Say, we have called a list of variants from a tumor sample (normal control not available) and we try to set a number of filtering criteria to separate somatic mutation from germline mutation as well as false positive mutation. We have set some criteria as listed below. For each variant called:
1) ignore position with depth < 50
2) ignore variant call quality < 30
3) ignore allele frequency < 0.02
4) ignore allele frequency equal to 0.5 or > 0.9
5) ignore variant appear in dbSNP
6) ignore variant not in COSMIC
7) check neighboring variants and see if they have similar allele frequency. If yes, this region maybe polyploid and all variants within may actually be germline mutation. For example allele frequency of 4 neighboring variants: 0.23; 0.21; 0.19; 0.24 within tetraploid
Can anyone share some comments on whether any of these criteria sounds unreasonable? More importantly, can you think of any more criteria that may help to get real somatic mutation? Really appreciate.
Can anyone share some opinions on this topic? Really appreciate!
I strongly recommend against filtering with dbSNP. dbSNP contains somatic variants that have functional consequences and can be disease-driving. Better filter against the 1000Genomes project, as these variants reflect common human variation. This could be done with the Variant Effector Predictor from Ensemble.
Agree. Thanks for sharing
By using VEP to perform that analysis, what would be the flag that would point to a potential germline variant? Thanks!

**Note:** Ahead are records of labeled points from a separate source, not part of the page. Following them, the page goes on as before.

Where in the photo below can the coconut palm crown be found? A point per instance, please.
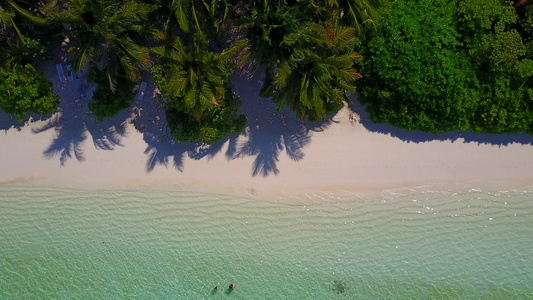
(105, 33)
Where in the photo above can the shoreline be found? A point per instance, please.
(276, 156)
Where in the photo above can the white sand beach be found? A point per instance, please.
(276, 157)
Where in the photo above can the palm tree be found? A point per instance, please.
(267, 26)
(205, 16)
(358, 14)
(105, 32)
(313, 81)
(195, 76)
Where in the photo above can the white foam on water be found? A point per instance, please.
(417, 244)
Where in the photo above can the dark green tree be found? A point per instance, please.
(108, 35)
(199, 104)
(26, 90)
(415, 73)
(314, 79)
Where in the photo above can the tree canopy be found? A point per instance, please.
(26, 90)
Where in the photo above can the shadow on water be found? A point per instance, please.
(73, 125)
(421, 137)
(267, 134)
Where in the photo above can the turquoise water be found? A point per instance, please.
(71, 244)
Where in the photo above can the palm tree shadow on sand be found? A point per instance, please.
(72, 124)
(421, 137)
(267, 134)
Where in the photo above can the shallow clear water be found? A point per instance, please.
(71, 244)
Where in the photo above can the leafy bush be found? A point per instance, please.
(110, 97)
(25, 90)
(447, 65)
(216, 122)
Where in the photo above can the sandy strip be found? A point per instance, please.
(277, 157)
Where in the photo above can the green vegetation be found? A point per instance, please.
(25, 90)
(433, 66)
(195, 82)
(442, 66)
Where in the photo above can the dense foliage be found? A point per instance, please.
(449, 65)
(307, 47)
(195, 83)
(25, 90)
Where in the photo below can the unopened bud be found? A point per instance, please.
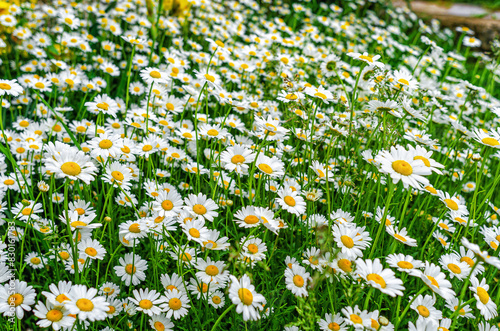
(383, 320)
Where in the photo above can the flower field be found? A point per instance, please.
(243, 165)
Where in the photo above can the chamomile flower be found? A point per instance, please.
(401, 165)
(131, 269)
(291, 201)
(382, 279)
(296, 279)
(484, 303)
(20, 297)
(86, 304)
(200, 206)
(176, 304)
(248, 302)
(147, 301)
(56, 317)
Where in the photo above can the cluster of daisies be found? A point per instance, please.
(242, 164)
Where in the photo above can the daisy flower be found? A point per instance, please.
(70, 163)
(86, 304)
(10, 87)
(217, 299)
(201, 206)
(465, 311)
(20, 297)
(132, 230)
(291, 201)
(383, 279)
(405, 263)
(355, 317)
(436, 281)
(491, 139)
(296, 279)
(271, 166)
(176, 304)
(348, 240)
(211, 271)
(118, 174)
(368, 59)
(401, 236)
(454, 204)
(92, 249)
(401, 165)
(59, 293)
(454, 266)
(173, 282)
(247, 217)
(154, 76)
(253, 248)
(484, 303)
(56, 317)
(332, 322)
(424, 306)
(131, 269)
(147, 301)
(248, 302)
(168, 204)
(237, 158)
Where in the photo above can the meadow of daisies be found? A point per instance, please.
(243, 165)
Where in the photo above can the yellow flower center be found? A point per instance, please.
(134, 228)
(490, 141)
(212, 132)
(245, 296)
(454, 268)
(366, 58)
(199, 209)
(145, 304)
(356, 319)
(212, 270)
(252, 248)
(405, 265)
(167, 205)
(433, 281)
(54, 315)
(298, 280)
(90, 251)
(71, 168)
(289, 201)
(377, 279)
(237, 159)
(85, 304)
(155, 74)
(334, 326)
(265, 168)
(105, 144)
(61, 298)
(345, 265)
(347, 241)
(175, 304)
(425, 160)
(483, 295)
(130, 269)
(251, 219)
(451, 204)
(26, 211)
(402, 167)
(423, 311)
(194, 233)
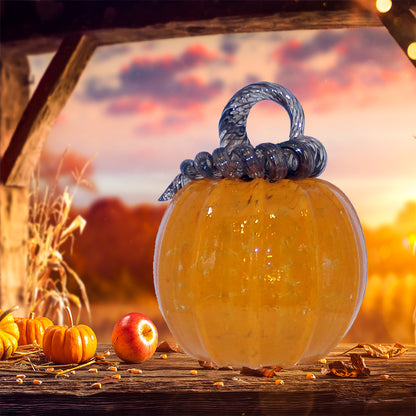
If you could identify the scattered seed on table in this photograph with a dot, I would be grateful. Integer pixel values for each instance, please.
(135, 370)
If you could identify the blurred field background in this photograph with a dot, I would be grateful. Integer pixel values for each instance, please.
(114, 257)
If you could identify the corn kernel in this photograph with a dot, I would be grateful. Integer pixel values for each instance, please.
(135, 370)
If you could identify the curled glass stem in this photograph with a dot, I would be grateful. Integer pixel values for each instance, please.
(299, 157)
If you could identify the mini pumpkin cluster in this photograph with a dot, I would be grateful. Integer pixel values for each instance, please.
(61, 344)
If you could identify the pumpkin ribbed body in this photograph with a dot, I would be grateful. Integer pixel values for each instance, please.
(9, 334)
(69, 344)
(258, 273)
(64, 345)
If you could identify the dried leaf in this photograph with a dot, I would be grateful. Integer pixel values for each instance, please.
(260, 372)
(357, 368)
(381, 351)
(164, 346)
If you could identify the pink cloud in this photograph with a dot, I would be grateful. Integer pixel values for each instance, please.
(357, 60)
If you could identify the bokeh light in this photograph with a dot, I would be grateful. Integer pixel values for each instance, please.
(383, 6)
(411, 51)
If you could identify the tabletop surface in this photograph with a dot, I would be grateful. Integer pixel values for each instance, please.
(167, 385)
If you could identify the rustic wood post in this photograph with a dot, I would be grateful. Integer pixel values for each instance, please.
(22, 154)
(14, 95)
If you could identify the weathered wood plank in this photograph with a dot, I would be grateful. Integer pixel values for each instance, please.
(14, 93)
(166, 387)
(396, 19)
(38, 27)
(13, 246)
(52, 93)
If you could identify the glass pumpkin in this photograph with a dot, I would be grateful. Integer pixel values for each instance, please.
(256, 273)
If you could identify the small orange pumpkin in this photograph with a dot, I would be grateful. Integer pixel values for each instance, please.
(69, 344)
(9, 334)
(32, 329)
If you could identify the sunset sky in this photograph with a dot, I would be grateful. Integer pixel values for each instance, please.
(142, 108)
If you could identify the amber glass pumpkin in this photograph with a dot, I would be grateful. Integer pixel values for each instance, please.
(258, 273)
(260, 270)
(32, 329)
(69, 344)
(9, 333)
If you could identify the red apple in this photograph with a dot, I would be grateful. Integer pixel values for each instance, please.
(134, 338)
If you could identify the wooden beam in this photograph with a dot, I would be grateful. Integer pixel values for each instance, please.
(14, 95)
(37, 27)
(54, 89)
(401, 24)
(13, 246)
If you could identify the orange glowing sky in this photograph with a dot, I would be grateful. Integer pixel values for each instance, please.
(142, 108)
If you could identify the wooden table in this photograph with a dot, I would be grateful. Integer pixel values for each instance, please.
(167, 387)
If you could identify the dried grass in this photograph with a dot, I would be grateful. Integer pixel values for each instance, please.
(50, 231)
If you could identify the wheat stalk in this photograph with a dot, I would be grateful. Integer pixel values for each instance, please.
(50, 227)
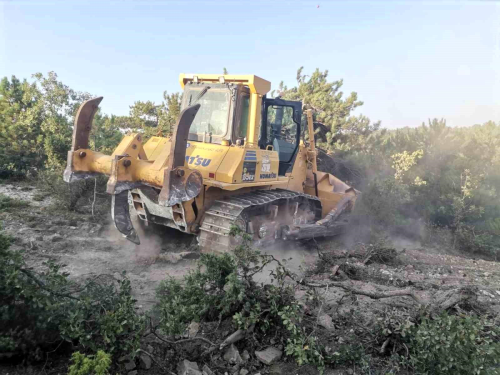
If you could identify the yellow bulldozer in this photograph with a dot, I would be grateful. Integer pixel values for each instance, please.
(235, 158)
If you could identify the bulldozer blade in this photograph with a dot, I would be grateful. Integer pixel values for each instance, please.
(83, 123)
(121, 217)
(81, 132)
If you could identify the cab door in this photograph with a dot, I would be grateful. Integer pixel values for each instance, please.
(280, 128)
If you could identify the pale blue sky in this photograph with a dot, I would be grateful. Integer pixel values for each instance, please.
(407, 61)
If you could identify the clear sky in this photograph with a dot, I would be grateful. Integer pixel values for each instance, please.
(408, 61)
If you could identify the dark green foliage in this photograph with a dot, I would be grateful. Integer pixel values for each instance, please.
(223, 286)
(97, 364)
(35, 123)
(7, 203)
(433, 176)
(450, 344)
(40, 309)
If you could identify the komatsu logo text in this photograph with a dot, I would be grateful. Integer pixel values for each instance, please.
(196, 160)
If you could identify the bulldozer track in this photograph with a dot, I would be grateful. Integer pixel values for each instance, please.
(240, 210)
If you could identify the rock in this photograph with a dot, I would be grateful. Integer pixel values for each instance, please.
(188, 368)
(207, 371)
(145, 361)
(193, 329)
(130, 365)
(276, 369)
(269, 356)
(325, 321)
(232, 355)
(55, 238)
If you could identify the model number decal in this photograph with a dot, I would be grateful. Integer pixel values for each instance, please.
(196, 161)
(248, 173)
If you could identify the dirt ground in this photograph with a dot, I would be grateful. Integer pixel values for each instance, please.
(89, 248)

You mean germline 'variant'? You could check the 1000 Genomes minor allele frequencies to infer whether or not the variant in question has been observed in this cohort, and thus, infer whether or not it is a germline variant - nothing can ever 100% guarantee that it is germline, though. You will require the matched normal sample for that. Also remember that some germline variants can increase risk of cancer.
Thanks, @Kevin Blighe! Always very helpful. Yes, I meant "variant". Sorry about that. I corrected it now. (: And yes, I totally agree that this should be only a rough estimation. In the case you're describing here, would enabling the option "Exclude common variants" on the VEP tool achieve that?
To a certain extent it would achieve that - yes. The 'Exclude common variants' filter is explained like this:
[source: https://uswest.ensembl.org/info/docs/tools/vep/online/input.html]
So, it filters based on a MAF cut-off.
Provided that you document everything that you do, the specificities of the filtering steps can be debated at a later time, possibly by peer reviewers.
Sorry about this late reply. Somehow some replies were not showing on my feed. Yes, I had read the explanation for that before, but I wasn't still very sure whether by using this would be enough to estimate the somatic variants. And after running VEP, I saw that actually a lot of variants were filtered out. And by skimming through them, they made sense. Thank you again, @Kevin Blighe! Honestly, if it wasn't for your input in a lot of threads here, it would take me 10 times more to mine the answers. Thank you! And many members in this awesome community.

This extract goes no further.